Zukunftsfähige Wohnvisionen für die Grundbachsiedlung in Olbersdorf
Die vor Ort gewonnenen Erkenntnisse fließen nun in die weitere Bearbeitung der Studierendenprojekte ein. Dabei spielen neben Fragen des Städtebaus und der Wohnqualität insbesondere die Themen Wiederverwendung von Bestandsmaterialien, ressourcenschonender Rückbau und nachhaltige Transformation eine zentrale Rolle. Das Projekt fördert den wissenschaftlichen Austausch und die grenzüberschreitende Zusammenarbeit zwischen Studierenden verschiedener Fachrichtungen. Gleichzeitig sammeln die Teilnehmenden praktische Erfahrungen im Umgang mit postsozialistischen Siedlungsstrukturen und lernen unterschiedliche planerische sowie architektonische Ansätze kennen.

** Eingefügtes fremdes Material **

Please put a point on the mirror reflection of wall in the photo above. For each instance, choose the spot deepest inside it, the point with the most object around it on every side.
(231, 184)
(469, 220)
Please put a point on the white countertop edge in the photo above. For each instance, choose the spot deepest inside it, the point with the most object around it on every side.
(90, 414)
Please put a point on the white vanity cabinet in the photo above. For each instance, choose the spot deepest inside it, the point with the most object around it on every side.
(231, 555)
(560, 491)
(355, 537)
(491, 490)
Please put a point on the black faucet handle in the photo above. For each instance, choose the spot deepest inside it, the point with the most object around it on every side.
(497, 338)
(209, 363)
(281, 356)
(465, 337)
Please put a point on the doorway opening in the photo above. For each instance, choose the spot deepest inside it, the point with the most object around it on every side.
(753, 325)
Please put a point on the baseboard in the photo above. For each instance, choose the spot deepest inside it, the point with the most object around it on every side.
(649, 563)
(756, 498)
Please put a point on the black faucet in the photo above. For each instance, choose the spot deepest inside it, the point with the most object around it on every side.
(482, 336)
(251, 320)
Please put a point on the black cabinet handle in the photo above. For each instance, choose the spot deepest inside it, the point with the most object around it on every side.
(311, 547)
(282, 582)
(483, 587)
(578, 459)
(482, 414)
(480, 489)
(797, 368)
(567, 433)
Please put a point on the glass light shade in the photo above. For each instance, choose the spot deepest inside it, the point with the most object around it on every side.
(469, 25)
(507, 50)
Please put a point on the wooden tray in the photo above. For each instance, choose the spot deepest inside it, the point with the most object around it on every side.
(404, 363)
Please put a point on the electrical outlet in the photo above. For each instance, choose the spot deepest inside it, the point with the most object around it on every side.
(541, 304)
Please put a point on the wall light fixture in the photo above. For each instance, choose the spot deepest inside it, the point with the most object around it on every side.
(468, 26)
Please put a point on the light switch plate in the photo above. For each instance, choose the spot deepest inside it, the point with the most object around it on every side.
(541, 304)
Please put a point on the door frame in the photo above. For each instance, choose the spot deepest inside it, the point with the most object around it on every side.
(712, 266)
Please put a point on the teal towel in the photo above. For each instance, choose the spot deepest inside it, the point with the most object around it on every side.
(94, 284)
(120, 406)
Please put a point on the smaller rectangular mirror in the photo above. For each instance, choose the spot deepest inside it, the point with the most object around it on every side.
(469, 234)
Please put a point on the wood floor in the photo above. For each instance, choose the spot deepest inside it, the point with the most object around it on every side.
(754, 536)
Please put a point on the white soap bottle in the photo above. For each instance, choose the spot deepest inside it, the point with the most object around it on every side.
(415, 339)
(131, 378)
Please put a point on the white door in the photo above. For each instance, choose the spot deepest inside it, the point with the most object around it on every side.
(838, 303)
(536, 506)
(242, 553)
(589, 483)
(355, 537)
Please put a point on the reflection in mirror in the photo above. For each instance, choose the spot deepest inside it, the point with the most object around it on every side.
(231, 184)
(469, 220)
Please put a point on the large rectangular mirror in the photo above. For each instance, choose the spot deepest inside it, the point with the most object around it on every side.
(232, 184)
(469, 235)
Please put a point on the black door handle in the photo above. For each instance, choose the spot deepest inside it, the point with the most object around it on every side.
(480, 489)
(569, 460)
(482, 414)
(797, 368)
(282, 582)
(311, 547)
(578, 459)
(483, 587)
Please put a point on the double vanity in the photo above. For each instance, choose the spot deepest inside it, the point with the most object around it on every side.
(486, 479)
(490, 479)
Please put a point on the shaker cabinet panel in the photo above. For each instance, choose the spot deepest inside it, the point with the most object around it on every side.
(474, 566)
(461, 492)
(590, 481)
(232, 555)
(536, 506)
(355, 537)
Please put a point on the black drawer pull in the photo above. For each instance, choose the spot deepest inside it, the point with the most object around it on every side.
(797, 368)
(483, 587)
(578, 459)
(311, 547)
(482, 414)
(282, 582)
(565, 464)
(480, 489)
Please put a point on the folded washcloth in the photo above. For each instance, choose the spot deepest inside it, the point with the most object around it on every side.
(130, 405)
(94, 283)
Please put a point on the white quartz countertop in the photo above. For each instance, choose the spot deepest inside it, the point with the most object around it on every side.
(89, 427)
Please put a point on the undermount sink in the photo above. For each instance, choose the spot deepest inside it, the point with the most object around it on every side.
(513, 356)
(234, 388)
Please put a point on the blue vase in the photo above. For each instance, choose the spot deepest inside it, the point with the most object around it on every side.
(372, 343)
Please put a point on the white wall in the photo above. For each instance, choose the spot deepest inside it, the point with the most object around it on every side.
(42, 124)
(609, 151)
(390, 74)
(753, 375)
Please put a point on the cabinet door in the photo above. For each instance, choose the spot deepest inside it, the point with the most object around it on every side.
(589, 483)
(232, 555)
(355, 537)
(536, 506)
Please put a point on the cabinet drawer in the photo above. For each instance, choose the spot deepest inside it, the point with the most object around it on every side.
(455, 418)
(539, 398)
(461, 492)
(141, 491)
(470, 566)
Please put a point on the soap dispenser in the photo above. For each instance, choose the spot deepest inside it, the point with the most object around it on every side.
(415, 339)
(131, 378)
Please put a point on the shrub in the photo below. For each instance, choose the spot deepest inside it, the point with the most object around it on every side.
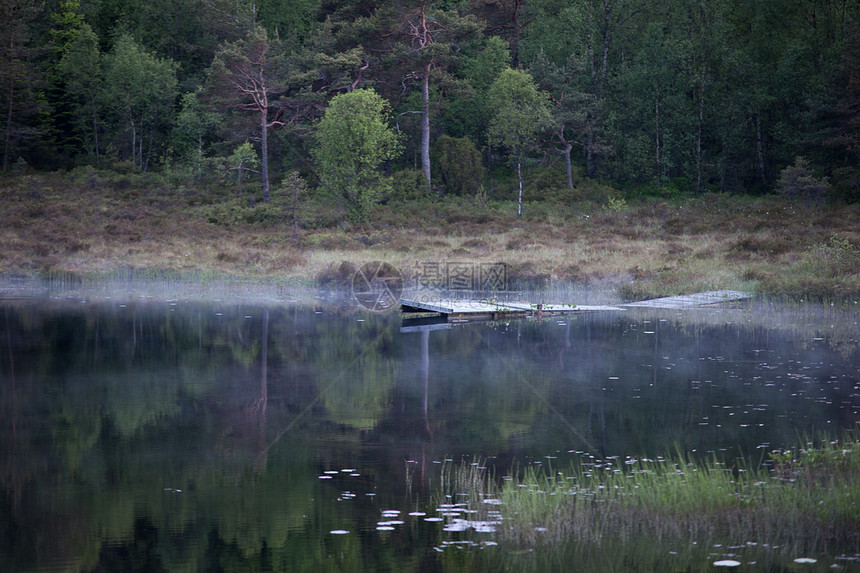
(458, 163)
(797, 180)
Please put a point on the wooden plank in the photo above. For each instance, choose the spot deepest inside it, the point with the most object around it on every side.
(461, 311)
(692, 300)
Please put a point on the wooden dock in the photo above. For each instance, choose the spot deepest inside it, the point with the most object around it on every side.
(466, 310)
(691, 300)
(453, 310)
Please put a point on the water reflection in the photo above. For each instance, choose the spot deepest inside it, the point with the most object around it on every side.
(190, 435)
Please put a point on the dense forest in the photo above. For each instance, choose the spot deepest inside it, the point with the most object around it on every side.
(670, 95)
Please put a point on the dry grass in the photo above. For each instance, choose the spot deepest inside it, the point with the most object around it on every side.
(801, 500)
(52, 225)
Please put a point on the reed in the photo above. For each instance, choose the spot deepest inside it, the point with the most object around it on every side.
(802, 500)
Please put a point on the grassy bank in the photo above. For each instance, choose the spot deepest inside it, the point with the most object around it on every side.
(804, 501)
(94, 224)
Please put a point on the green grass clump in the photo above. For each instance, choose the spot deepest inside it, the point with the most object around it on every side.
(804, 500)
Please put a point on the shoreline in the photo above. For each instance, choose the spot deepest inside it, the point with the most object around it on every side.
(55, 229)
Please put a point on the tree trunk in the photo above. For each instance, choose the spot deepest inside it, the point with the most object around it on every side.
(95, 128)
(566, 153)
(264, 151)
(8, 138)
(520, 176)
(657, 143)
(589, 152)
(760, 151)
(699, 133)
(7, 141)
(425, 126)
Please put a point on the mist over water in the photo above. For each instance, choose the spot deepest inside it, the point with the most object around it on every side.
(198, 430)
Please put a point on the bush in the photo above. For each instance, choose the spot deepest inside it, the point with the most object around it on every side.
(458, 163)
(797, 180)
(407, 185)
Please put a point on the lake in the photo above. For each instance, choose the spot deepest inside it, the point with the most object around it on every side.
(177, 429)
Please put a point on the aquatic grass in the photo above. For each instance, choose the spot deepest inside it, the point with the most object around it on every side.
(803, 500)
(94, 226)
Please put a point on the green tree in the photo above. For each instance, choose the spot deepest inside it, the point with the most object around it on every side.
(521, 114)
(797, 180)
(572, 109)
(81, 72)
(246, 75)
(353, 140)
(430, 36)
(20, 76)
(459, 165)
(140, 88)
(194, 127)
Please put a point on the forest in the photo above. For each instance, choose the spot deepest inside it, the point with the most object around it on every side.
(388, 99)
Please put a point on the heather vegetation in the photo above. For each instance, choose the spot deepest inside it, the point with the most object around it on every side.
(659, 147)
(642, 513)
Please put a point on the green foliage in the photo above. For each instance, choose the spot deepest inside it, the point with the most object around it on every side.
(407, 185)
(458, 163)
(353, 140)
(838, 257)
(243, 159)
(520, 115)
(139, 90)
(798, 181)
(520, 112)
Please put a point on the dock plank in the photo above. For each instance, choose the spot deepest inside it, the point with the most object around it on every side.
(692, 300)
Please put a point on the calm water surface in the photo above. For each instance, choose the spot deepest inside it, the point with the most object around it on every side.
(152, 433)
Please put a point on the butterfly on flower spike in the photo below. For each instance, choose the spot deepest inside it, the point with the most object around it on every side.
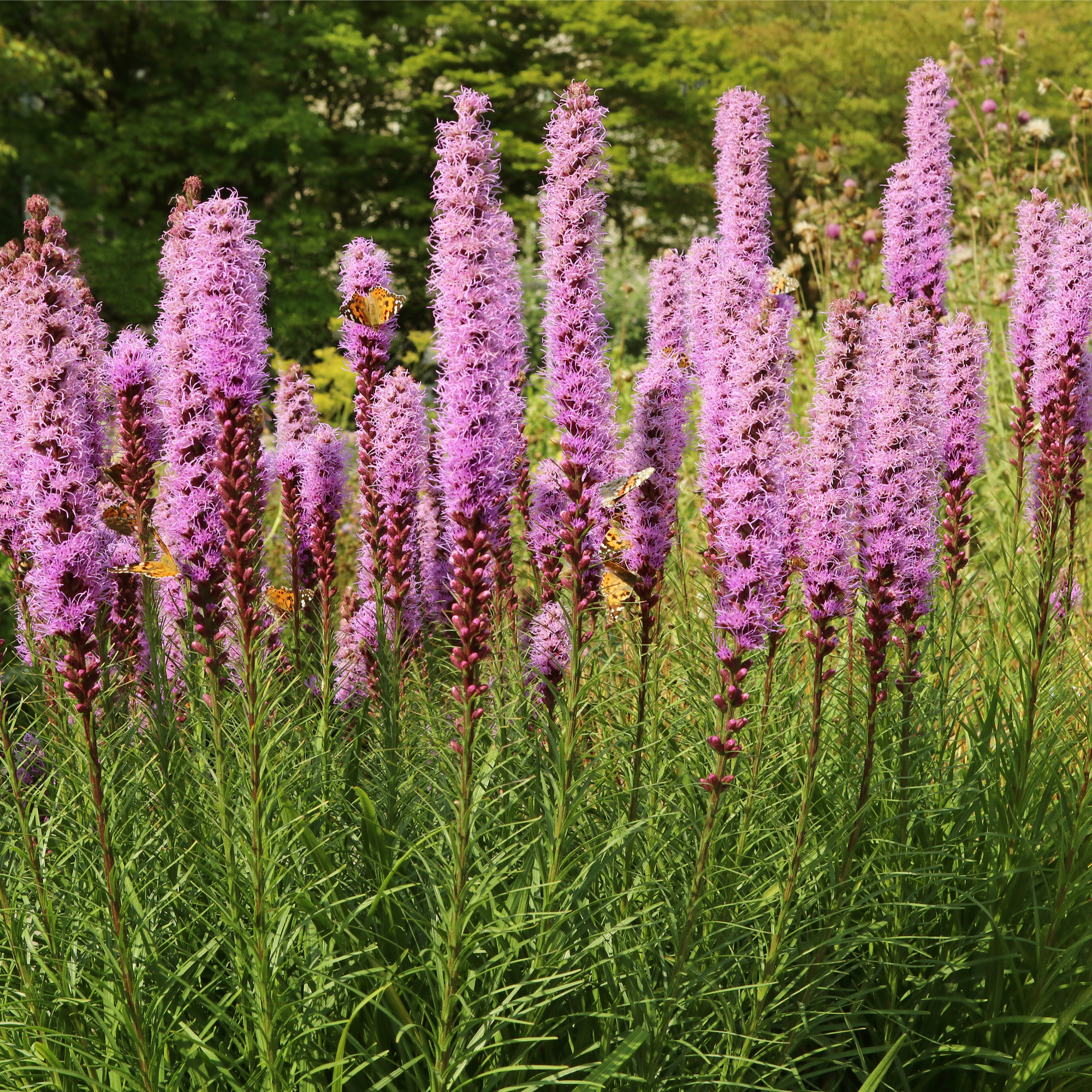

Betreut wurde der Workshop durch das Atelier Kohout-Tichý, ČVUT, Atelier Kooperative Architektur unter der Leitung von Prof. Henri Praeger und Prof. Dr. Jana Richter sowie das Fachgebiet Städtebau und Entwerfen unter der Leitung von Prof. Verena Schmidt. Gastgeberin des Projekts war die KWV Kommunale Wohnungsbau- und Verwaltungsgesellschaft Olbersdorf mbH. Besonderer Dank gilt zudem Karsten Hummel und Martin Besta, Vertretern der KWV, die die Teilnehmenden herzlich empfangen sowie das Wochenende organisatorisch und inhaltlich engagiert begleitet und den Ideen der Studierenden große Offenheit entgegengebracht haben.
Die Durchführung des Workshops wurde im Rahmen des Programms Interreg Sachsen-Tschechien 2021-2027 aus dem Kleinprojektefonds der Euroregion Neisse-Nisa-Nysa mit EU-Fördermitteln kofinanziert.